While I was driving home, I shuddered to think that my marriage to Mabel would be successful. I had no strong feelings for her like I had for Angela. In fact, I was engrossed with thoughts about Angela and I couldn’t forgive myself for breaking the relationship.
I was dodging some pot-holes on the rickety road as I was driving home when I hit a hawker. “Oh my God.” I exclaimed. I really thanked God she wasn’t injured because that might have been my end. A teeming crowd had gathered and was almost hitting my car and I with sticks when the hawker shouted and said she was alright. I gave the salesgirl some money before I entered my car. As I was kick starting it, my phone beeped. It was an unknown number, so I hesitated to pick it up. It beeped and beeped and beeped before I decided to answer the call.
“Hello, is this Mr. Andrew?” It was Dr. Lucy from the Federal Health Centre.
“Yes, how can I help you doctor?”
“Oh, Miss Mabel was rushed to our hospital after an auto crash and the only person she had been calling was you and one Miss Angela.”
“Auto crash? Where?” Tears had wetted my eyes.
“I’m sorry but you have to come to the hospital immediately.”
“I’ll be there soon.” I responded with a cracking voice.
The news of Mabel’s accident destabilized my mind. I was driving on high speed. I passed the Central Market full of people buying and selling. The huge crowd was doing commerce, moving from every direction, carried forward as if by ocean waves. Beggars were scattered on the streets and people passed them, dropping some notes. Among the beggars were women with loose hair, bare feet and bare shoulders with wrinkles of frustration on their faces. They were dressed in tattered rags as they begged for money.

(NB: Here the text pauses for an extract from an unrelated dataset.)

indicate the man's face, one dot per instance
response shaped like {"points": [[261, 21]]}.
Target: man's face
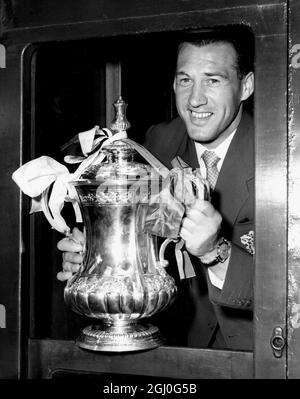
{"points": [[208, 91]]}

Disappointment, anger, bitterness and suffering were released from the way they looked which obviously and openly told their stories of misery and melancholia.
When I reached the Federal Health Centre, I was warmly welcomed by the nurses and when I introduced myself, they took me to the room where Mabel lay. As soon as I entered the room, the doctor spoke and I felt my heart breaking into pieces like a ceramic plate.
“She gave up.”
“Doctor, doctor, this can’t be true.” Angela shouted and began shedding tears
“Mr. Andrew, I’m sorry for your loss.” The doctor said as she walked out.
I regretted my relationship with Angela. What was in her that all and sundry loved her? Lovely, nice and kind she was. In her, I found love so rare. The day she glowed in my sight, a comely bright light took away my plight as her eyes radiated joy. With her, I walked with head held high.
“Was she the girl you wanted to marry?” Angela asked.
“Yes.” I said, nodding my head.
I knelt down, begging Angela and she smiled.
‘Years of fruitless search have shown me that I will never find another woman like you.” I said and I got a slap from Mabel.
“Get out of my sight, you wretched gold digger.” She hissed and walked out on me.